An apparent tendency towards war
A few days ago, one of the US fighter jets’ electronic control devise was jammed by the Chinese while flying over the Chinese territory in the South China sea.
一山难容二虎 This old Chinese saying literally means one hill cannot have 2 tigers. This reminds of me of a great ancient Greek historian called Thucydides.
Thucydides, (born 460 BC or earlier?—died after 404 BC?), greatest of ancient Greek historians and author of the History of the Peloponnesian War, which recounts the struggle between Athens and Sparta in the 5th century BC. His work was the first recorded political and moral analysis of a nation’s war policies.
The Thucydides Trap, or Thucydides’s Trap, is a term coined by American political scientist Graham T. Allison to describe an apparent tendency towards war when an emerging power threatens to displace an existing great power as the international hegemon.
Historian Graham Allison says this power shift has played out 16 times over the past 500 years — and on 12 occasions, it has ended in war.
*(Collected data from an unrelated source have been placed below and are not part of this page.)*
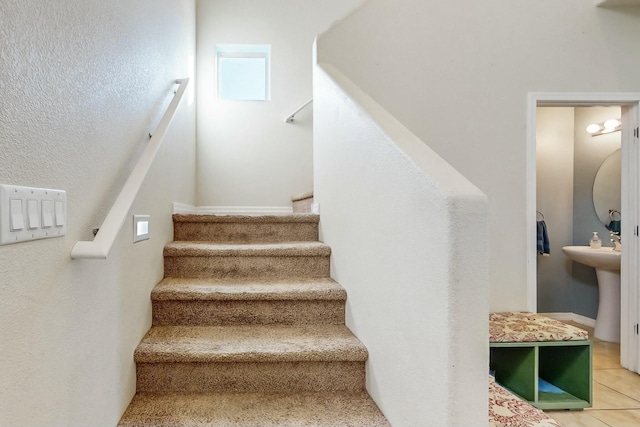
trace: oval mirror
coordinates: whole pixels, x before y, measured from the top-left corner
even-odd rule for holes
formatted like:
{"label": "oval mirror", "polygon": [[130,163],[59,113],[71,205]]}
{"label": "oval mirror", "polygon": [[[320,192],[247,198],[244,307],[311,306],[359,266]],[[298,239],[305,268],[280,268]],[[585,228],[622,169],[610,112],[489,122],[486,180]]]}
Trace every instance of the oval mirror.
{"label": "oval mirror", "polygon": [[593,207],[606,227],[612,219],[620,220],[620,165],[621,150],[618,149],[602,162],[593,182]]}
Yet, time again we fail to heed history’s lesson.
In 1914, the shifting balance of power between rising Germany and Britain sparked World War I.
The world thought it couldn’t happen. Germany and Britain were each other’s single biggest trading partners; the royal families were blood relatives — yet it did.
In his book Sleepwalkers, historian Christopher Clarke observed that political leaders of the day became hostage to events, helpless in the drift to catastrophic conflict.
“Causes trawled from the length and breadth of Europe’s pre-war decades are piled like weights on the scale until it tilts from probability to inevitability,” he wrote.
I am reading a book called Xi Jin Ping-The Governance of China. There is a chapter on Strengthen the People’s Armed Forces and Be Combat Ready.
A few days ago, China has launched the BeiDou-3 Navigation Satellite System which can guide long range missiles with nuclear war head to hit any target in the US.
Although US President Trump is a stupid idiot but I do not think he is mad enough to declare war on China without US Senate approval.